Blueberry barrens, Maine
This summer, we did some wandering. We wandered all through New England and bits of upstate New York. Sometimes we stayed in houses, sometimes we stayed in a tiny tent, sometimes we travelled by car,and sometimes by canoe, but always we made fires, and we experimented with the art of campfire cooking.
Cooking over a campfire is both simpler and more complicated than cooking in a kitchen. There is no running water, temperature regulation, stocked pantry, or fancy appliances. These limitations, possibly frustrating in the long run, are just the incentive for good ideas in the short. I didn't miss the complications I usually love. We just made food.

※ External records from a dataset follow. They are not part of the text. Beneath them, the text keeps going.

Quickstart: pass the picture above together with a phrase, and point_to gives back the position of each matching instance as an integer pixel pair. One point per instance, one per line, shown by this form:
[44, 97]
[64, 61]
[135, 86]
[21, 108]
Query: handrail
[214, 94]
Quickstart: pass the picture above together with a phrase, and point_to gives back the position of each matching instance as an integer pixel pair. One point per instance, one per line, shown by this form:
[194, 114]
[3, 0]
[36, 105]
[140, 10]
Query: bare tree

This trip was one of the first times I've gone beyond just skewering food or boiling water over a campfire. Yes, we certainly had wonderfully skewered vegetables, even the ridiculously decadent bacon-wrapped steak, but we also tried our hand at dutch oven cuisine--more specifically, cornbread. Of course it burned, but it was a small revelation to me, a confirmation of the truth that I could live well with only a wood fire and one or two utensils, could live well and eat well outside for a long time.
I left this post unwritten for a long time, because our final camping trip of the season was this past weekend. In the end, we didn't cook anything particularly noteworthy, but just being out there burning wood reminded me of all the pleasures of cooking outside, the kind of pleasures a grill never quite duplicates--the gritty ash, the sweet burning smells, the communal attention to the pot and the skewer, the hungry dog blissfully licking the grill, and best of all, waking up in the morning and going to sleep at night in the light of the good fire.